Trustworthy Multimodal Retrieval-Augmented Generation for Complex Industrial Systems

PhD student
Director(s)
Starting date
October 2025
Application domain
Industrial
Host institution
University Lumière Lyon2

Recently, Retrieval-Augmented Generation (RAG) systems have shown strong potential by combining the power of information retrieval models with that of large language models. Unlike traditional models relying solely on internal knowledge, RAG enhances generation by dynamically accessing external sources. However, ensuring the trustworthiness of these systems remains a challenge, as their performance can vary unpredictably across different queries and contexts.

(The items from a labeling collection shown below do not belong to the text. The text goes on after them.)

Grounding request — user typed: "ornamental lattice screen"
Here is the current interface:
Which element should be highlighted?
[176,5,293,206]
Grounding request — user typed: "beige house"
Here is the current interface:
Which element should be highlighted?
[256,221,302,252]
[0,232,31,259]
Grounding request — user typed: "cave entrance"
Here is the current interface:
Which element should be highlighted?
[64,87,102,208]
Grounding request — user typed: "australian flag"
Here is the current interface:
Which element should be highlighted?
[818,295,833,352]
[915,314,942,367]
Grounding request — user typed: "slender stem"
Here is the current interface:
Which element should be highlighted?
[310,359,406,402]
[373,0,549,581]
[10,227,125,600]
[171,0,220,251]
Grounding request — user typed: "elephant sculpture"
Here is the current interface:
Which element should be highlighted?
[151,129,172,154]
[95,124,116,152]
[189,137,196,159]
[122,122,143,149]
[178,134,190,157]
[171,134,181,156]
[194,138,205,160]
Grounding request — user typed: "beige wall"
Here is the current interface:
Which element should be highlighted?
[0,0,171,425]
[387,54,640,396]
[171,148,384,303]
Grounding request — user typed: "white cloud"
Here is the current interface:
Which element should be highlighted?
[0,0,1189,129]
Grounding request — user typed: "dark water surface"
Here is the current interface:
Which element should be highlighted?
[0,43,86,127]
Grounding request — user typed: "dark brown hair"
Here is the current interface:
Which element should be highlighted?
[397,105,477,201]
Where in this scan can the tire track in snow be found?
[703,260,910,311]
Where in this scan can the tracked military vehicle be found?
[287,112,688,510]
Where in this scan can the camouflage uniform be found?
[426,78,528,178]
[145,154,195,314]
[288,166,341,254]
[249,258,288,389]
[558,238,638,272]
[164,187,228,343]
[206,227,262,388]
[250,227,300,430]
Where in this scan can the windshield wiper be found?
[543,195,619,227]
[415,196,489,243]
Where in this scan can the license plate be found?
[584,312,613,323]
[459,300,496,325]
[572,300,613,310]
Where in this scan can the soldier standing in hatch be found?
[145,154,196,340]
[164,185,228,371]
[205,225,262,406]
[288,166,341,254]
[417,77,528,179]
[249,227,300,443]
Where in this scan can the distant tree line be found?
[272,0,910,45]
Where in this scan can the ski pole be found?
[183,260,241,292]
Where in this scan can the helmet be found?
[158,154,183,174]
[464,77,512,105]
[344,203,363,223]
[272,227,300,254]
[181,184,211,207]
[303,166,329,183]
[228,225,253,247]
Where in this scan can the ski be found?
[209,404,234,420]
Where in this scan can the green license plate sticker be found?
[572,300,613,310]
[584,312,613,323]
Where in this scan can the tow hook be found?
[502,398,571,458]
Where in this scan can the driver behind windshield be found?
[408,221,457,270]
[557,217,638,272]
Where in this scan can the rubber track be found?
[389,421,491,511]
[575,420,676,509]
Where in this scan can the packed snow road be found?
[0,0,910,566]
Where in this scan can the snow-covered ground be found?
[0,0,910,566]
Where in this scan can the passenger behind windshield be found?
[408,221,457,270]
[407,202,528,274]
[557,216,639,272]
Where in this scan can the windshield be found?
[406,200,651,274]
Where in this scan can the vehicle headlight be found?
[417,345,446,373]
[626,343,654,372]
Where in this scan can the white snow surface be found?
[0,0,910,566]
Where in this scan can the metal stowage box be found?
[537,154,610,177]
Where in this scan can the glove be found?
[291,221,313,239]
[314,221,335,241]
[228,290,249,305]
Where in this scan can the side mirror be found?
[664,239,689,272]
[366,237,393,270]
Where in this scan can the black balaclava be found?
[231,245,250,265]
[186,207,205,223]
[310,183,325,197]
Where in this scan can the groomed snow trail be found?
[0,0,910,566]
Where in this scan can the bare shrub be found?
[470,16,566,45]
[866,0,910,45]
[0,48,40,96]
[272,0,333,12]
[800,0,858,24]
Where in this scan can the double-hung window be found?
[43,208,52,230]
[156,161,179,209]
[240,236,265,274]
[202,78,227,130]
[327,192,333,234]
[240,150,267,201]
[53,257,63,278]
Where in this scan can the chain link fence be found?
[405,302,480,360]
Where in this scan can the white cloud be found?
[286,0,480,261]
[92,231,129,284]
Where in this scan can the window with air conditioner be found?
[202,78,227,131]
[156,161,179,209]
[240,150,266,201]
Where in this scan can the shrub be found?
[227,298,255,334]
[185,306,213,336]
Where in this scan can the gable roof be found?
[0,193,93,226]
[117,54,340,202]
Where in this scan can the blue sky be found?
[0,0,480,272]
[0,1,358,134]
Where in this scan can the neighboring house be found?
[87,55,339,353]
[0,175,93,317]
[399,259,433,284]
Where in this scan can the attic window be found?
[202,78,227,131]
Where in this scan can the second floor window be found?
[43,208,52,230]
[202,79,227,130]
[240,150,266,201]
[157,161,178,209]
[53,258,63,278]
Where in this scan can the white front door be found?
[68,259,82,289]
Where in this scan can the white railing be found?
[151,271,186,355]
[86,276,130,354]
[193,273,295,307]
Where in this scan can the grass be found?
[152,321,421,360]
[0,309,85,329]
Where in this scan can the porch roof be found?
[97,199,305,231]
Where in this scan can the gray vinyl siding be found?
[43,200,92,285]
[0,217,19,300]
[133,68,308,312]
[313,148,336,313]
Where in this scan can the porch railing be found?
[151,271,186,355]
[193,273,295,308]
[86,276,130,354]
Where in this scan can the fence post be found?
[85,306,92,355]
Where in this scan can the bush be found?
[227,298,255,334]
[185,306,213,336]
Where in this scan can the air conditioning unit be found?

Conformal prediction offers a promising statistical framework to address this limitation. By bounding the prediction error rate, conformal methods provide trustworthy outputs, making them valuable for high-stakes industrial applications. However, industrial environments typically involve complex and multimodal data such as textual documents, technical diagrams, sensor outputs, and maintenance records. Effectively integrating these modalities presents a major research challenge. Multimodal architectures must not only align heterogeneous sources into a unified semantic space, but also preserve modality-specific semantic nuances essential for accurate retrieval and generation.
This thesis aims to explore and develop novel methods to generalize conformal guarantees across multimodal data. These contributions will support the design of more robust and trustworthy multimodal RAG systems.